Our findings suggest that clinicians should use caution when interpreting research findings from studies using only subjective hot flush assessments, and researchers should be aware of measurement issues when designing future studies. When evaluating interventions, reliance on subjective hot flush reports may lead to the false conclusion that an intervention was effective, when in fact no differences exist (type I error) or the false conclusion that an intervention was not effective, when in fact it was (type II error). For example, if sensitivity is affected by patient characteristics that do not occur with equal frequency within intervention and control groups, or if sensitivity is affected by characteristics of the intervention, variations in reporting rather than in the symptom itself may be mistaken for intervention effectiveness (type I error) or may dilute the true impact of the intervention (type II error).12 If, on the other hand, sensitivity is similar for intervention and control groups (as might be expected for baseline measures of a randomized trial), the main consequence of errors in reporting is type II error.12 As another example, although sensitivity was uniformly low at weeks 1 and 2 (no significant differences between weeks 1 and 2), it is possible that sensitivity may decrease over time, particularly if compliance with subjective reporting methods also decreases over time (eg, over 4, 6, or 8 weeks). Decreasing compliance over time would result in lower sensitivity for diary hot flush frequency and similarly missing data for diary frequency, intensity, and bother. Thus, decreasing sensitivity of diaries over time could be mistaken for intervention effectiveness (eg, fewer hot flushes reported over time, fewer intensity and bother ratings reported) in a single-arm study or a controlled study if sensitivity differentially decreased for intervention and control groups.
Findings should be considered in light of study limitations. First, all of the participants were diagnosed with breast cancer. Because women with breast cancer may be more or less attuned to physical sensations, findings bear replication in samples of healthy women without breast cancer.
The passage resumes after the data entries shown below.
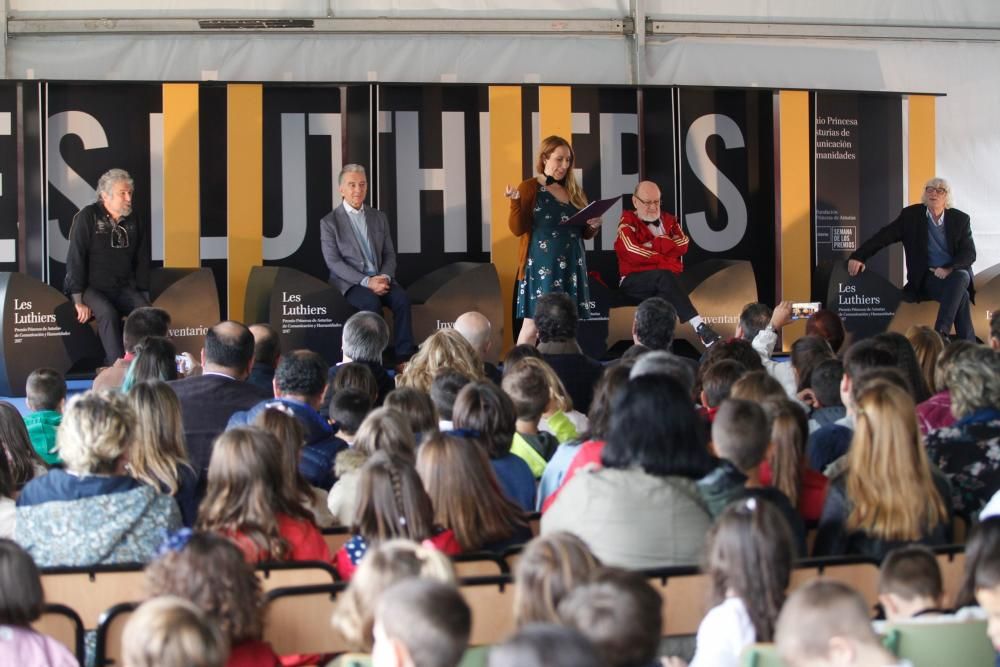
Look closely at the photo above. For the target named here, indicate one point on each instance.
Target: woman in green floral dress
(552, 257)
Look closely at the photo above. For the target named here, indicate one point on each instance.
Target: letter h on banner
(411, 179)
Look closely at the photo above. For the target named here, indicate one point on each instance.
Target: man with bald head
(477, 329)
(210, 399)
(650, 247)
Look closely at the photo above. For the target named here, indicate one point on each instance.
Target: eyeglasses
(119, 236)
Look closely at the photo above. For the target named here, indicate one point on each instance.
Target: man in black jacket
(940, 252)
(107, 267)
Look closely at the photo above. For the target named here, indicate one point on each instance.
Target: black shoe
(707, 335)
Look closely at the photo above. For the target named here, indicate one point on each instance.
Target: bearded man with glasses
(650, 247)
(107, 268)
(937, 240)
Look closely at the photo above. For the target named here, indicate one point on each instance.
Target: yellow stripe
(794, 206)
(245, 154)
(921, 141)
(632, 247)
(505, 169)
(554, 112)
(181, 187)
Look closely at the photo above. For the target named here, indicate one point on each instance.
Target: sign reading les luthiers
(39, 328)
(865, 302)
(308, 313)
(857, 141)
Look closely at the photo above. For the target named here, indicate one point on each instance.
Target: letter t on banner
(181, 177)
(793, 203)
(245, 187)
(505, 169)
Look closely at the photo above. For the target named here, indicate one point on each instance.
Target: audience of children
(385, 565)
(444, 390)
(418, 408)
(158, 456)
(486, 414)
(636, 489)
(620, 613)
(785, 467)
(92, 512)
(45, 395)
(420, 623)
(575, 454)
(741, 436)
(865, 515)
(25, 463)
(749, 557)
(21, 603)
(155, 359)
(383, 429)
(909, 584)
(467, 497)
(248, 500)
(392, 503)
(642, 509)
(288, 431)
(528, 389)
(549, 569)
(966, 451)
(169, 631)
(545, 645)
(824, 400)
(212, 573)
(445, 348)
(826, 624)
(935, 412)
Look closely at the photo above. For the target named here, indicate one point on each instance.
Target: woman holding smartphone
(551, 257)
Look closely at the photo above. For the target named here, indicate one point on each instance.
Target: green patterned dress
(556, 261)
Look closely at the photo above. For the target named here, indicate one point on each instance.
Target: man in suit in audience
(477, 329)
(210, 399)
(556, 319)
(299, 386)
(358, 250)
(365, 336)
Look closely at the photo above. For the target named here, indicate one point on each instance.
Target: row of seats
(933, 644)
(301, 598)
Second, the high specificity is somewhat artificial because we measured objective hot flushes in 15-minute increments for the 24-hour period; therefore, there were many occurrences of truly no gold standard hot flushes (ie, the majority of the monitoring time was spent nonflushing). Thus, specificity would have been high even if diaries and event markers had not been not used at all by participants because the majority of true negatives would indeed be correctly identified as true negatives. Third, unlike sensitivity and specificity, which can be considered characteristics of a test, the positive predictive value is affected by the prevalence of the outcome (hot flush).12 Therefore, all other things equal, we might expect low positive predictive value simply because the prevalence of true hot flushes was low.
In summary, our results indicate that use of subjective, prospective paper hot flush diaries and electronic event markers may result in serious underestimation of the true number of hot flushes and missing intensity and bother ratings. Sternal skin conductance monitoring should be used for accuracy of measurement when conducting clinical trials of hot flush interventions.